Я вижу его отсюда, из моего утопающего в зелени, прохладного уголка, — вижу усталым, запыленным, в неложащейся, густой, как осенний туман, пыли, добровольно принявшим подвиг для того, чтобы на секунду приблизиться к раке отца Серафима.
По два, по три дня дожидались, стоя в нескончаемой шеренге очереди, войти в ограду монастыря и приложиться к мощам. И часто, какое-нибудь неразумное распоряжение полиции, — и человек, стоявший у самых ворот, отодвигался назад, Бог знает на какое время.
И вот, в этой толпе было одно лишь покорное ожидание, — ожидание этой минуты таинственного единения с этим чисто-народным, национальным святым, в лобзании его мощей.
Я думаю, если бы здесь были иностранцы, зараженные ненавистью к нам, они были бы прямо испуганы и ошарашены выносливостью русского человека.
Придти за сотни верст, питаясь черным хлебом и водою, и несколько дней на ногах, в тесной толпе, спокойно, скрестив руки на груди, ожидать мгновения приблизиться и коснуться губами чела старца Серафима, — сколько сил души надо иметь для такого подвига, какой неиссякаемый родник идеализма, питающий в себе этот подвиг!

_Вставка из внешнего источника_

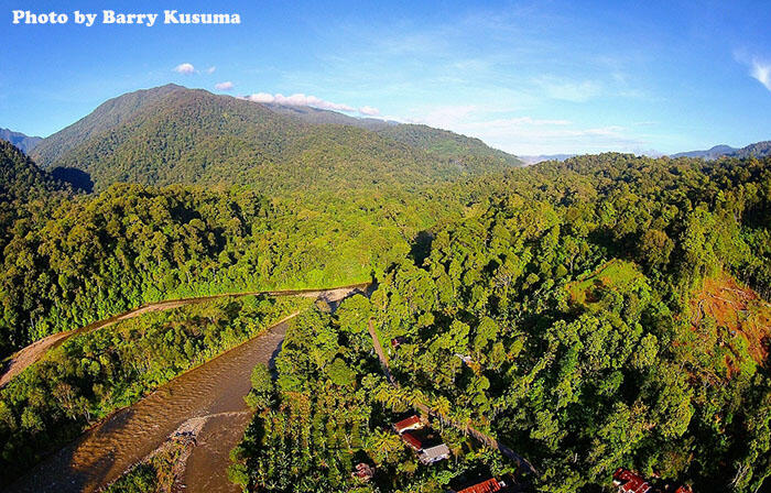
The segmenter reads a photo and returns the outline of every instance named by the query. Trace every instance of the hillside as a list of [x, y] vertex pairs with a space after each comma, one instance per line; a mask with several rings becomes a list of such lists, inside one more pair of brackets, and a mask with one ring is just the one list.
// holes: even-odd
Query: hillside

И я думаю, что в эти дни внешнего страдания, многие из этих безвестных людей больше приблизились к старцу Серафиму, и он им больше откликнулся, чем всем нам, культурным людям, приехавшим в Саров с возможными удобствами и имевшими к святыне легкий доступ. Я думаю, что он, великий народолюбец, сумел тайно — от души к душе — так много и так сладко утешить своих бесчисленных, со всех концов прибредших к нему детей, что все они ушли от него обогащенные и обрадованные… Я думаю, что и те, которые не добрались до его раки, и те приходили в Саров не вотще, потому что он их все-таки принял и им ответил.
А нужно заметить, и нельзя на этом достаточно не настаивать, что отец Серафим был особенно милостив к простому люду. Конечно, он произвел сильнейшее впечатление на все классы русского общества, и во многих родовитых семьях почитание старца Серафима передавалось из поколения в поколение. Но беды и горести простолюдина, его приниженное положение, вызывали особенное сострадание со стороны Старца.

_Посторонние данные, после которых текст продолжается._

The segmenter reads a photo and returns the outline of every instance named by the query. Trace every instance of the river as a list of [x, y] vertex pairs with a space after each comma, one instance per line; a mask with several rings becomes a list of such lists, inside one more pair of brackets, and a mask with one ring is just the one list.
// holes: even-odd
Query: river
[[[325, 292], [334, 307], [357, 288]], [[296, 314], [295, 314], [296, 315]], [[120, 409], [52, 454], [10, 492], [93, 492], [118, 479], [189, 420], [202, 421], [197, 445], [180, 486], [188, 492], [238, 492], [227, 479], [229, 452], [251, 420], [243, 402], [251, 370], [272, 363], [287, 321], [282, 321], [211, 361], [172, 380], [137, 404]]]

Он не раз вступался за слабых пред сильными.
Как-то пришла к нему гордая барыня с крепостною девушкою. На вопрос Старца, кто с нею, барыня небрежно отвечала: «А это моя крепостная девка». Старец благословил обеих, и ласково заговорил с девушкой. Барыня была этим очень недовольна и все время старалась привлечь к себе внимание Старца. Старец вторично спросил: «кто это с вами». Барыня так же небрежно ответила: «А это моя крепостная девка».
Тогда отец Серафим решительно сказал ей: «Она не девка, а человек, хороший человек, и лучше нас с вами, потому что у нее честный нрав и доброе сердце!» Потом, обращаясь к бедной крепостной, он ласково сказал: «Господь над тобою, мое сокровище!» — и благословил ее.

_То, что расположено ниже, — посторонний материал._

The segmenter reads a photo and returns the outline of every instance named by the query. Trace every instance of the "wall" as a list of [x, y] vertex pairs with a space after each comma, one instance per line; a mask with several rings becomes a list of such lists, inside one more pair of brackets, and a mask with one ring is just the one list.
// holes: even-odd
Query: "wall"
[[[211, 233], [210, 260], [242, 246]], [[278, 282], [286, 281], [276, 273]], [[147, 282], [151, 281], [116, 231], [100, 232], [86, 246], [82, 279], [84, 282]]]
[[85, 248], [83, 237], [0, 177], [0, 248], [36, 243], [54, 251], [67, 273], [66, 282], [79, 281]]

В другой раз Старец, пуская к себе посетителей, все запирал дверь пред носом одного важного посетителя, крича: «Дома нет», или: «некогда». Когда, наконец, посетитель был допущен и попросил объяснения поступка Старца, отец Серафим ответил ему: «Так же поступают ваши подчиненные, когда приходят к вам нуждающиеся в вас люди. Они говорят постоянно: «барина дома нет», или: «барину некогда». А это нехорошо и оскорбляет Бога.
А сколько чудес совершено отцом Серафимом для маленьких, безвестных людей, скольким невидным людям помог он в их малых, с виду для большого человека но еще более, чем часто трагическое, большое несчастие для сильного человека, — трагичных бедах.
И, когда я смотрел на этот серый, безвестный люд, на эти загорелые лица и мозолистые руки, на коричневые армяки и лапти, когда мне до слез, до страдания становилось больно за них, за все, что они терпят, я тотчас же сознавал, что они-то и суть привилегированные гости отца Серафима и что им- то, этим смиренным, он больше всего и подает свою благодать.